I’ll be paying it forward in Boston butts and then some.

2 thoughts on ““You’re selling what?”

  1. I actually sold Girl Scout Cookies one year. After that, my Mom couldn’t stand the commercialism. I stopped asking the grandparents – any of them – for support if my kids were selling things. It’s kind of frustrating, because my husband’s folks all bought things from the older cousins. His sisters, whose kids sales we all shopped, didn’t buy from us. My Dad is dead broke. And my Mom’s response was a very honest, “Can I just send a check?” (And she did. But the kids didn’t want to hear that, and it felt weird.) So we stopped asking From an emotional standpoint, I hate asking for things. Hate it. And to put my kids in the position of getting turned down by family was way too much to be worthwhile.

    We take your pay-it-forward attitude in the hopes that someday our grandkids won’t be this frustrated. But we made the decision that we would support Scott’s nieces and nephew because we love them, we would buy what we could, when we could ourselves, and we would try hard not turn away the neighbor kids at the doors. More than that, we volunteer at the school to show our support, as warm bodies often trump sales money in a crisis anyway.

    I do hate fundraisers.

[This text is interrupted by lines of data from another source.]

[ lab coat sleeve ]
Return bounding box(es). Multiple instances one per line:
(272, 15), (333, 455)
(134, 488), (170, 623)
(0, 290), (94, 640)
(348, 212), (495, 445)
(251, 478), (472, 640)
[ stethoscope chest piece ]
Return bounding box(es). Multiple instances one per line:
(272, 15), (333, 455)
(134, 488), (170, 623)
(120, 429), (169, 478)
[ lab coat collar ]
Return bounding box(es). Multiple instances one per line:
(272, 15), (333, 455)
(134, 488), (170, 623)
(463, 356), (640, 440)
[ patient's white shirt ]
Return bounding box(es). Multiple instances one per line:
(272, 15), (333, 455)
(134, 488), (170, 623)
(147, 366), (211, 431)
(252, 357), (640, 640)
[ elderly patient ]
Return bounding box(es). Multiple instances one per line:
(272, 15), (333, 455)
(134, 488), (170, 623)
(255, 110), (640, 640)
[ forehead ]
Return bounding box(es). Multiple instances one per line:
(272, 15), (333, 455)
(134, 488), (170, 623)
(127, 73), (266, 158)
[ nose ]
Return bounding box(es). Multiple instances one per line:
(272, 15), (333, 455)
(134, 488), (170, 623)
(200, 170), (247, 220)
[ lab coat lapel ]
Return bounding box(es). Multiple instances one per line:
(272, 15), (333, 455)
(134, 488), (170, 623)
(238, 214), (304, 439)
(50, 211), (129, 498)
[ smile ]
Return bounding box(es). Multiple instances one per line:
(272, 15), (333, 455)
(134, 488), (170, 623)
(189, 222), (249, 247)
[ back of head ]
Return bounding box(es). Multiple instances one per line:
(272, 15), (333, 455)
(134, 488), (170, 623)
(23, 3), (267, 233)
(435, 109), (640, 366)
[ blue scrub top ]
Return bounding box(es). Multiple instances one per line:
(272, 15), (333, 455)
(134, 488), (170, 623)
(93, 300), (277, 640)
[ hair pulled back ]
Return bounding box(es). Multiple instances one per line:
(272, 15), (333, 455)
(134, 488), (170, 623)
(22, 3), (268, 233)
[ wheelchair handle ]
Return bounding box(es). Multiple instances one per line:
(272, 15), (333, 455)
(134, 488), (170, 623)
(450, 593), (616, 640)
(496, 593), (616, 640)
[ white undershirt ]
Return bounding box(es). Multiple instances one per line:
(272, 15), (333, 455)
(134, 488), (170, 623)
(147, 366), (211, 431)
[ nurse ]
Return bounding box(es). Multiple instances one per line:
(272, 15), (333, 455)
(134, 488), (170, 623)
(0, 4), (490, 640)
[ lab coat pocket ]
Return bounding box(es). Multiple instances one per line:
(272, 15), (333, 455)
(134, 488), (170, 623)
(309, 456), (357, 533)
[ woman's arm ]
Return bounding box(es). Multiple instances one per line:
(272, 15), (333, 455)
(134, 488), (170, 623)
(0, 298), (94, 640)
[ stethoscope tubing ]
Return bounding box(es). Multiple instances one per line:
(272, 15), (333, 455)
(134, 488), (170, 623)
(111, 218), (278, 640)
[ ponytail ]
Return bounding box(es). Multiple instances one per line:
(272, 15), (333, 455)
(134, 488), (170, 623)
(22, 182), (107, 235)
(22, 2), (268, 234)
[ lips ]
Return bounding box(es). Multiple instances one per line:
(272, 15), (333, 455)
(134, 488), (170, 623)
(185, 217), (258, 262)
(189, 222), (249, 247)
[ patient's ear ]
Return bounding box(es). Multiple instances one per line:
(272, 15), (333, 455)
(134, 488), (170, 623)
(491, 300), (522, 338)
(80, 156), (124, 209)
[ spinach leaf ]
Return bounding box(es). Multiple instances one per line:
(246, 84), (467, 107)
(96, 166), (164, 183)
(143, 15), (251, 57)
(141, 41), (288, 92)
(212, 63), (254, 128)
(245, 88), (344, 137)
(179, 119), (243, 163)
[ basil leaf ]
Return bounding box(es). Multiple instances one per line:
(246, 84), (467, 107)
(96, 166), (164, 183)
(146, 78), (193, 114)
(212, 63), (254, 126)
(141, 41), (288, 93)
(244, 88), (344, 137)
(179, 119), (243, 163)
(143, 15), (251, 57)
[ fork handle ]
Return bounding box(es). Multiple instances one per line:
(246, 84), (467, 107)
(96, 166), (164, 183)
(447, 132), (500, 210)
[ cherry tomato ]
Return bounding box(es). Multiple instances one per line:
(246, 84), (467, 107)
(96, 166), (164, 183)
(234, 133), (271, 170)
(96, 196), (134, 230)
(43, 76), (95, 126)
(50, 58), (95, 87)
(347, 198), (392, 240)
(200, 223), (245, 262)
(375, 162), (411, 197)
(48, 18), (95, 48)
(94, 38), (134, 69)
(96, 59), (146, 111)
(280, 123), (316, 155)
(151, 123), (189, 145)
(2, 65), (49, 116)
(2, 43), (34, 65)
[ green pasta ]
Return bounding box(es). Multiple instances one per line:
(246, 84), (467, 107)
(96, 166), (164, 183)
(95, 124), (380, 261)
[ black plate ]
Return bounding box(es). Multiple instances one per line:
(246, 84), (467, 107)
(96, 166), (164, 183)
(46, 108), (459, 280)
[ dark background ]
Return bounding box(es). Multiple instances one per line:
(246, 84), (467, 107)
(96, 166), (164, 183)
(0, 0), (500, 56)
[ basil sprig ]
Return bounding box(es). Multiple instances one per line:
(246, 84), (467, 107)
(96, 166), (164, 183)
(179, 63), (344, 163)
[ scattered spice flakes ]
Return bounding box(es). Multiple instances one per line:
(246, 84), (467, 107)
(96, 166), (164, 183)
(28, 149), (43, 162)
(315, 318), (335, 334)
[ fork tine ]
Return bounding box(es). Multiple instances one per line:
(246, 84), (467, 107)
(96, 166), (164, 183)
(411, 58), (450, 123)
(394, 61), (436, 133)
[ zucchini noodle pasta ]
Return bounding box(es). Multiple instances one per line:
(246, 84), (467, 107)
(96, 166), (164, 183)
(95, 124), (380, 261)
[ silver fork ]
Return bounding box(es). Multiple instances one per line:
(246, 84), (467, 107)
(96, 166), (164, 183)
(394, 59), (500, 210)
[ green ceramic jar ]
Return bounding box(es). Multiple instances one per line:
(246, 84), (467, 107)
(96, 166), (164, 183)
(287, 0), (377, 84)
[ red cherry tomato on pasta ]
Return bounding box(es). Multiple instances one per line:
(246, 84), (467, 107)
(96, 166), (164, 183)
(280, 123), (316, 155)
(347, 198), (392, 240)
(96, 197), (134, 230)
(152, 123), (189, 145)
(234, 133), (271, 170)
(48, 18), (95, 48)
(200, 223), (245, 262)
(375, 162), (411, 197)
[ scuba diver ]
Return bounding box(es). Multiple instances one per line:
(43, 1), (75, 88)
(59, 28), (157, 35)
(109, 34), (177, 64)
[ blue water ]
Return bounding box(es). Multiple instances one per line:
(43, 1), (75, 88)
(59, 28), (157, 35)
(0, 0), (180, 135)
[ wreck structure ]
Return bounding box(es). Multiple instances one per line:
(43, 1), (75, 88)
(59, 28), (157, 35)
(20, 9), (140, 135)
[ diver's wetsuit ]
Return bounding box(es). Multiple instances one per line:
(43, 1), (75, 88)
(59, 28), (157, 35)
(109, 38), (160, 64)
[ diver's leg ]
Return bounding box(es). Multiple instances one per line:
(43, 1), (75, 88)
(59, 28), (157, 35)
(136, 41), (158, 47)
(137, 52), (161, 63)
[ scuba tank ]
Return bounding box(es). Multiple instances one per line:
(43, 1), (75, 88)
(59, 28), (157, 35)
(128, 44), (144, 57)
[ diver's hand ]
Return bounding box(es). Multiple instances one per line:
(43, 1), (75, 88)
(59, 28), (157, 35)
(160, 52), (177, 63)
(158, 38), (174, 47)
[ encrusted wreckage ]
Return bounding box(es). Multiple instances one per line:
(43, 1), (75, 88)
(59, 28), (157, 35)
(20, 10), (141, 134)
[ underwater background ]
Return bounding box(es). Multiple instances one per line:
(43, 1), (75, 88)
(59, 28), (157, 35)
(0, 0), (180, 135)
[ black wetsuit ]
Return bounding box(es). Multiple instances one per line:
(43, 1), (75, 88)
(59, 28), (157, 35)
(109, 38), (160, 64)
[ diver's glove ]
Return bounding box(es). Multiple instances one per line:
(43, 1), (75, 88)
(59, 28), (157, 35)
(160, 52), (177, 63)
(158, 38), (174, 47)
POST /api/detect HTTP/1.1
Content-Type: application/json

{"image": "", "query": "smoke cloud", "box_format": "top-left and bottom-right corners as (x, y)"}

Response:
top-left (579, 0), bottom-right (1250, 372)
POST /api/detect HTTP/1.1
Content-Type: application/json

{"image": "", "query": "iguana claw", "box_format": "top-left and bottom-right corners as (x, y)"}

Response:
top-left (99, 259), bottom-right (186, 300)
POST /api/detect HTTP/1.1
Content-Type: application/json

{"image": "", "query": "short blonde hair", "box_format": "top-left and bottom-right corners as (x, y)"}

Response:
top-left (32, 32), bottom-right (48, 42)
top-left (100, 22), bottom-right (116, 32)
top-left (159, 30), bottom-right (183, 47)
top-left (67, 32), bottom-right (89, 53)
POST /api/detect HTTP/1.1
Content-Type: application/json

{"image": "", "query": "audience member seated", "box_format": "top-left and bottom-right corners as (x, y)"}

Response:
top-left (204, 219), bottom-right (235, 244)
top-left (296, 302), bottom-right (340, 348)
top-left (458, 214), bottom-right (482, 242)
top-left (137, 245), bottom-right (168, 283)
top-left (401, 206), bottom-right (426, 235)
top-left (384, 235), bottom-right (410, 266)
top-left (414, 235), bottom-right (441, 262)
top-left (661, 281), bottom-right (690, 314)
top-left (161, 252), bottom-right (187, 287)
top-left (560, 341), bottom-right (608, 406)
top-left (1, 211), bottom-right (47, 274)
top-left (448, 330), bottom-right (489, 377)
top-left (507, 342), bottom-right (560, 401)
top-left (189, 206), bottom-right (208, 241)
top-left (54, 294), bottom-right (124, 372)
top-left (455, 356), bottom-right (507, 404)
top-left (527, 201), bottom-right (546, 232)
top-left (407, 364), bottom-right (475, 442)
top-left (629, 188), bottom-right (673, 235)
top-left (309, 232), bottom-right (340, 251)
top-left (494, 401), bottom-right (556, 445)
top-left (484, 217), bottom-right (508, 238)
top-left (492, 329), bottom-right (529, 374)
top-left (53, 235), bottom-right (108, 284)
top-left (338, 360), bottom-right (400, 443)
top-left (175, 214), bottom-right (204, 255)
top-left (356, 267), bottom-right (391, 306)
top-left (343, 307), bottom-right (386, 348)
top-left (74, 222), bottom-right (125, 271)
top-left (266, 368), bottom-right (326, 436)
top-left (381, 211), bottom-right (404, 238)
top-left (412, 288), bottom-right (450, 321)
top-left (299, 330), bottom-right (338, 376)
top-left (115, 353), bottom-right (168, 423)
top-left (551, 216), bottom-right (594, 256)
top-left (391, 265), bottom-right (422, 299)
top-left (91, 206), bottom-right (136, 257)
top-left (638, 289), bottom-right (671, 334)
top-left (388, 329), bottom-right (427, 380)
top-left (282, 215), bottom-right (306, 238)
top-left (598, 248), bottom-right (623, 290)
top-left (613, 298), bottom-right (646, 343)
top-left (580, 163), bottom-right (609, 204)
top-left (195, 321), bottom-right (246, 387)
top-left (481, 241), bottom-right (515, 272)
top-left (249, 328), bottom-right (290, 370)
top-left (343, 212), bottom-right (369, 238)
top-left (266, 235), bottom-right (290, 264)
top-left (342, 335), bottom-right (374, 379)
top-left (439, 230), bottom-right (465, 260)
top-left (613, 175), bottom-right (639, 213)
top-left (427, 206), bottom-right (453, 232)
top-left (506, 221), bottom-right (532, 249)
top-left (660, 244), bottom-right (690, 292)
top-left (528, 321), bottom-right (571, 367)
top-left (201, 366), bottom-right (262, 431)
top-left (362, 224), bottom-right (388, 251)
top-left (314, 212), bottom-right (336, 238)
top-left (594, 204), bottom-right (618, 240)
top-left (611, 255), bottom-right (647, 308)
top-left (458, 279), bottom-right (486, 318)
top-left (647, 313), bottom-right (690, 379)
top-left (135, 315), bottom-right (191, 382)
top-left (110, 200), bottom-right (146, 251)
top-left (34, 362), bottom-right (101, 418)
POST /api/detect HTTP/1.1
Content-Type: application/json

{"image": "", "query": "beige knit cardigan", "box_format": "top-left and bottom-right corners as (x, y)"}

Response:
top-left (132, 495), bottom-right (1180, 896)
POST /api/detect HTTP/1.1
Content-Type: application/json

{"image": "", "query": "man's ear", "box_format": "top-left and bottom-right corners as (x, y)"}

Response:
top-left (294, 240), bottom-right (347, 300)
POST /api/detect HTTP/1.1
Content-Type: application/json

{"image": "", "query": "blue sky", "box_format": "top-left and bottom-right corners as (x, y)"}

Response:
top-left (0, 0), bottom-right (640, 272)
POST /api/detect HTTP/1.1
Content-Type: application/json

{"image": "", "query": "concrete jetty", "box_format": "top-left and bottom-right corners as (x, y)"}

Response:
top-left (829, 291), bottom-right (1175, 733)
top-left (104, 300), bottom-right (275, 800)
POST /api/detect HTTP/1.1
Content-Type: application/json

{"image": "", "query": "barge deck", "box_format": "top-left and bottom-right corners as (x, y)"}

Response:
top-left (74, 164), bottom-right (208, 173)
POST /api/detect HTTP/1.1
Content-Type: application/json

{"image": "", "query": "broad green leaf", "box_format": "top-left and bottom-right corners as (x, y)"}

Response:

I understand the need. But I can’t stand it in the same breath. But I hate teaching kids the importance of marketing so young, when they don’t know people are buying from them largely out of guilt anyway. I don’t like making them think that a sales-oriented culture is an okay thing. Except, at a purely realistic level, we LIVE in a sales oriented culture, and I need to get over myself.

    Conflicted much, Jessie? 🙂

    Liked by 1 person

    1. Articulately stated, Jessie!

      I think the enduring lesson for kids who take an active role in fundraising is this:

      Hard work matters.
      Getting outside your comfort zone matters.
      Learning how to be gracious when someone tells you “no” matters.

      And perhaps most importantly, it matters that children understand their “extracurriculars” are not free. These experiences come to them at a considerable cost to their parents. If selling fill-in-the-blank becomes a teaching moment for that child to learn gratitude and appreciation, it’s an endeavor I can get behind.